Shanley trial underscores complexities of sex-abuse cases

BOSTON (MA)
The Christian Science Monitor

By Sara B. Miller | Staff writer of The Christian Science Monitor

BOSTON Opening statements in the trial of Paul Shanley are set to begin Monday - advancing an epic in which a popular long-haired priest of the 1960s has become one of the biggest pariahs in today's clergy sexual-abuse scandal.

Defrocked by the Vatican last year, Mr. Shanley is one of few clergy accused of molestation to actually face prosecution. He is charged with child rape and indecent assault and battery while a priest at a nearby Newton parish in the 1980s. If convicted, he could face life in prison.

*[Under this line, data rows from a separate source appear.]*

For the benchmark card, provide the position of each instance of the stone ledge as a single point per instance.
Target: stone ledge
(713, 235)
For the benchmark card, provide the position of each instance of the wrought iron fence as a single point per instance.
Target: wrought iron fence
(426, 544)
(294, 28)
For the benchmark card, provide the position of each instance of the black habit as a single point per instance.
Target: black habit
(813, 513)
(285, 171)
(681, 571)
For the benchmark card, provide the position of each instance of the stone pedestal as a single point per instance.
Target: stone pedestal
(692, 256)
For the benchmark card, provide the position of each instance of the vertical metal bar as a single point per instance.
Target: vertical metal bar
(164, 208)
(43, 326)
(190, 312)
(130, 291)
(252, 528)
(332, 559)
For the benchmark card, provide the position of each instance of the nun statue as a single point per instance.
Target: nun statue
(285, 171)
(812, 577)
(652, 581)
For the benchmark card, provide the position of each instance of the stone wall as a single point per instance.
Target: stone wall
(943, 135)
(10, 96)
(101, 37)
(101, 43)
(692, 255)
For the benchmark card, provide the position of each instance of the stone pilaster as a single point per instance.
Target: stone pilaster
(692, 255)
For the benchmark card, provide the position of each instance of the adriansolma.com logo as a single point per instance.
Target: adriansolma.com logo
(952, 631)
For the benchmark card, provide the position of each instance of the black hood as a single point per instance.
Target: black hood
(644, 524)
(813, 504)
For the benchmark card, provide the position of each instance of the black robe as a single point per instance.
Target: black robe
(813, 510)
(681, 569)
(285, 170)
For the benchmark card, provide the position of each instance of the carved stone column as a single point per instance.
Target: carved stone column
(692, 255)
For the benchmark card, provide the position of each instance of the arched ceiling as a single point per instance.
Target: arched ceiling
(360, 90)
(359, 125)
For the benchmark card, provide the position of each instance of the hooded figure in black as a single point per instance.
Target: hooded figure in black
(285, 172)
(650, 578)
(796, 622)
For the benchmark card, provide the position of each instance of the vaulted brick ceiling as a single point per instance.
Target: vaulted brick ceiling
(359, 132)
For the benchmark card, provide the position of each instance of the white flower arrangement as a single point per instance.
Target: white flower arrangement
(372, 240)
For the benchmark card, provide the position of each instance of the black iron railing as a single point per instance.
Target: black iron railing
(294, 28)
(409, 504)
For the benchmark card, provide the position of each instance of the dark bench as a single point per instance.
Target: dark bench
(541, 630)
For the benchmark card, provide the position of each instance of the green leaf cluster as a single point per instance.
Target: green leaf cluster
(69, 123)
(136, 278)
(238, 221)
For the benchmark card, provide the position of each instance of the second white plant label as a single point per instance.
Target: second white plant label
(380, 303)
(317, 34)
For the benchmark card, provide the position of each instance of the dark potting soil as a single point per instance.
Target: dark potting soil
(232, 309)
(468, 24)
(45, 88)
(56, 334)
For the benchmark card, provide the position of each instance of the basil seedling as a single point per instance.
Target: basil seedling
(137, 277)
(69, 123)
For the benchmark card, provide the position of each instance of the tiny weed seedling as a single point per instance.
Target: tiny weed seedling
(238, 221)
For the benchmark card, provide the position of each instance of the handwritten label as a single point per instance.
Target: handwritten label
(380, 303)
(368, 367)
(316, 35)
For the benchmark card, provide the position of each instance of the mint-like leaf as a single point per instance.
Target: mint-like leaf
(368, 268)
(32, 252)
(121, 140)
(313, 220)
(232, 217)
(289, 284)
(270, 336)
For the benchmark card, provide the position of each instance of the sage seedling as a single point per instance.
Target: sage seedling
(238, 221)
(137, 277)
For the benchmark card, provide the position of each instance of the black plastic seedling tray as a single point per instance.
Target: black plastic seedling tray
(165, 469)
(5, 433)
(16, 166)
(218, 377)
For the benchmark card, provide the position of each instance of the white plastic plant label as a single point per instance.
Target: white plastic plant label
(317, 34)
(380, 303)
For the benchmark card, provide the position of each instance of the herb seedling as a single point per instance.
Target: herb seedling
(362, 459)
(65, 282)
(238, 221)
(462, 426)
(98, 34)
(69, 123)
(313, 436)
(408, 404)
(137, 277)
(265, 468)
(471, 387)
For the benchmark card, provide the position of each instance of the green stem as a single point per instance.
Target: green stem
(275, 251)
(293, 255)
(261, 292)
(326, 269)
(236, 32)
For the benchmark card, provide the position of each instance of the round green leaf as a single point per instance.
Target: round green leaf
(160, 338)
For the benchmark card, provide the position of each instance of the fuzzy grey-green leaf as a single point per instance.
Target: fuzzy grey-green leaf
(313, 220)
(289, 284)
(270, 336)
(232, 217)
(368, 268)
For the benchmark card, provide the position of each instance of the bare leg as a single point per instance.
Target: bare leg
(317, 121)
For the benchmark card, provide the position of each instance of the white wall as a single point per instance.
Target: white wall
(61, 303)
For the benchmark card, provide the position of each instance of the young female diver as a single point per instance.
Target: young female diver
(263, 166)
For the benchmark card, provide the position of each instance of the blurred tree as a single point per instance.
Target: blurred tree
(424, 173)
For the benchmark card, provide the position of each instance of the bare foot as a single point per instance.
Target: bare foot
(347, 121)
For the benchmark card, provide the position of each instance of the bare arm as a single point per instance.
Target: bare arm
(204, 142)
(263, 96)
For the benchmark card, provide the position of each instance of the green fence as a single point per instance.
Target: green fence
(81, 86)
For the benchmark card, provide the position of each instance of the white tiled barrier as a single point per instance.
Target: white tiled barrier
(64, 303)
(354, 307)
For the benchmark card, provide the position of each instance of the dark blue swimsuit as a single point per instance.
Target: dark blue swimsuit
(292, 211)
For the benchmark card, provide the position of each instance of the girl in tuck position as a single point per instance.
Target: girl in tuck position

Yet despite his notoriety among victims' advocates - child-abuse accusations date back to at least 1967 - a conviction is far from certain. Though four men originally accused him of molestation, prosecutors dropped two of them from the case in July, and a third was dropped last week after failing to appear for scheduled meetings. Now, the trial is based on the allegations of a lone accuser.

That could weaken the case against Shanley, say experts. It also underscores the challenges and complexities surrounding the prosecution of child abuse, especially when trials take place decades after the alleged crimes. At worst, say some, the way this case has played out - especially if Shanley is acquitted - could deter future victims from stepping forward.